Filed with the motion on Monday was a proposed pleading, listing the claims TECSC plans to make against the parties if they are joined to the suit. According to the pleading, the individuals’ actions were part of a scheme to withdraw the diocese from The Episcopal Church, beginning as early as 2006 when Lawrence was still under consideration to become bishop of South Carolina, and assured church officials that he did not intend to withdraw the diocese from TEC.
As ordained individuals, Lawrence, Lewis, Miller and Fuener all took vows to adhere to “the doctrine, discipline and worship of The Episcopal Church,” and TEC relied on those promises in granting them authority in the diocese.
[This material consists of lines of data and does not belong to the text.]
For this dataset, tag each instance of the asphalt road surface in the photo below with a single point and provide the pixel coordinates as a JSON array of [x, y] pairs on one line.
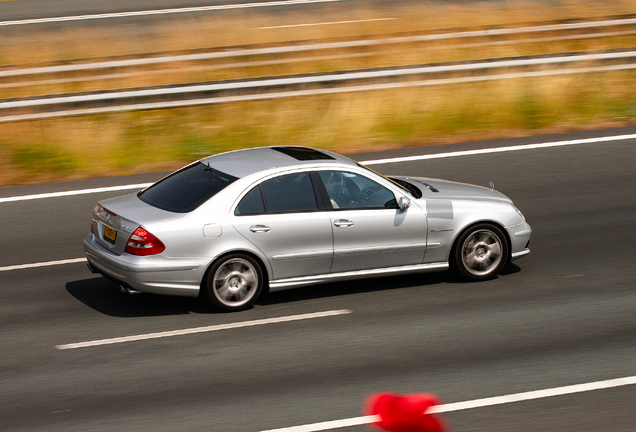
[[562, 315]]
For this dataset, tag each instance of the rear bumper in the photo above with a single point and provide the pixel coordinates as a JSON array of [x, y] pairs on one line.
[[155, 274], [519, 240]]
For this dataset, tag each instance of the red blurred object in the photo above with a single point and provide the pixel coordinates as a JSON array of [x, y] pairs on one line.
[[404, 413]]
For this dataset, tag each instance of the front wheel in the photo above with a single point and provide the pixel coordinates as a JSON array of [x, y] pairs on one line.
[[480, 252], [233, 283]]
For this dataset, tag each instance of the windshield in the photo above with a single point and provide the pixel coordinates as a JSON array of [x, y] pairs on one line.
[[186, 189], [404, 186]]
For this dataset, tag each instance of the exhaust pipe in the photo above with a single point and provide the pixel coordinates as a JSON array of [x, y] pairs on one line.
[[128, 290]]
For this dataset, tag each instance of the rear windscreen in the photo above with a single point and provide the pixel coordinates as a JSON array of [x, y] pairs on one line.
[[186, 189]]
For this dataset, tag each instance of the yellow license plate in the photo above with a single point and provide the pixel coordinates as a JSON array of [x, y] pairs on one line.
[[110, 234]]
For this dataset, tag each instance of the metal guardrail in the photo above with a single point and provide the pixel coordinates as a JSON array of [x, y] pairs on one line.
[[312, 84], [245, 52]]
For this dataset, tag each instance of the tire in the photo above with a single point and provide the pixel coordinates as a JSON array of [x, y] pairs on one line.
[[480, 252], [233, 283]]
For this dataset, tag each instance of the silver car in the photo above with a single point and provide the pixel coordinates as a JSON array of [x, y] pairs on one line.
[[233, 226]]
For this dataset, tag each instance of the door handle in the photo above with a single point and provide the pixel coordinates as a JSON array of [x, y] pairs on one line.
[[343, 223], [260, 228]]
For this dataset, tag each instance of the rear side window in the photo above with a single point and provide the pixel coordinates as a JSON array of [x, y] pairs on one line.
[[252, 203], [288, 193], [186, 189]]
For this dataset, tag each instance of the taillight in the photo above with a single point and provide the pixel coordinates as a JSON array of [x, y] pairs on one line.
[[141, 242]]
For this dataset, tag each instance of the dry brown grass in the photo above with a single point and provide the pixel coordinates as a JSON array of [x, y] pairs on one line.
[[125, 143]]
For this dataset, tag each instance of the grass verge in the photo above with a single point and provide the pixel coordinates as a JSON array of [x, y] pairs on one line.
[[135, 142]]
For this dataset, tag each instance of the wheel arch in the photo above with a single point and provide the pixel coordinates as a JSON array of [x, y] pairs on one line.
[[472, 224], [264, 268]]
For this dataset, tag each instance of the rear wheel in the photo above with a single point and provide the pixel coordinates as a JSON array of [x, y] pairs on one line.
[[480, 252], [233, 283]]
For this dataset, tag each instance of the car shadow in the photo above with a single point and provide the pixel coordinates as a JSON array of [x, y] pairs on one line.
[[509, 269], [355, 287], [104, 296]]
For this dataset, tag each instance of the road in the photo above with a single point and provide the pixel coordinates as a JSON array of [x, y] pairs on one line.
[[562, 315]]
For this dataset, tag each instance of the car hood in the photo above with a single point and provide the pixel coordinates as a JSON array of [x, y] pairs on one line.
[[435, 188]]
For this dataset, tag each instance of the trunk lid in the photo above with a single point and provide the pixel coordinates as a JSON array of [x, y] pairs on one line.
[[114, 220]]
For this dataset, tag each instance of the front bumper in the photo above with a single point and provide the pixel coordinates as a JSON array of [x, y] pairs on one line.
[[154, 274]]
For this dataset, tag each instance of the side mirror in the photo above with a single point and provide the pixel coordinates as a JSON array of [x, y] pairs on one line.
[[404, 203]]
But beginning around 2009, the four began executing a conspiracy to take away the assets of the diocese and “deprive Episcopalians loyal to the Episcopal Church of their property rights” by manipulating the corporate entity of the diocese, according to the proposed pleading.
The diocese’s corporate entity was formed in 1973, following a state Supreme Court decision that changed the charitable immunity doctrine regarding churches. For the next 37 years of its existence, the corporate entity of the diocese did not adopt bylaws, hold corporate meetings, elect officers or function as a corporation; it existed only as a “corporate embodiment of the ecclesiastical operation of the diocese,” to provide a shield against personal liability.
But in 2010, a series of changes were made to the corporation, many done during improper executive sessions, for the purpose of later withdrawing the diocese from The Episcopal Church. These actions did not comply with either the corporate charter or the state Nonprofit Corporations Act, according to the proposed pleading.
Those actions led up to the events of October 2012, when the Standing Committee approved a resolution to “disaffiliate” from TEC and announced its withdrawal from the church. “Any and all authority that any of those individuals had in the past to act for the Diocese or its corporate entity of The Trustees was extinguished from that day forward,” and actions since then, including the November 2012 “special convention,” have no legal effect.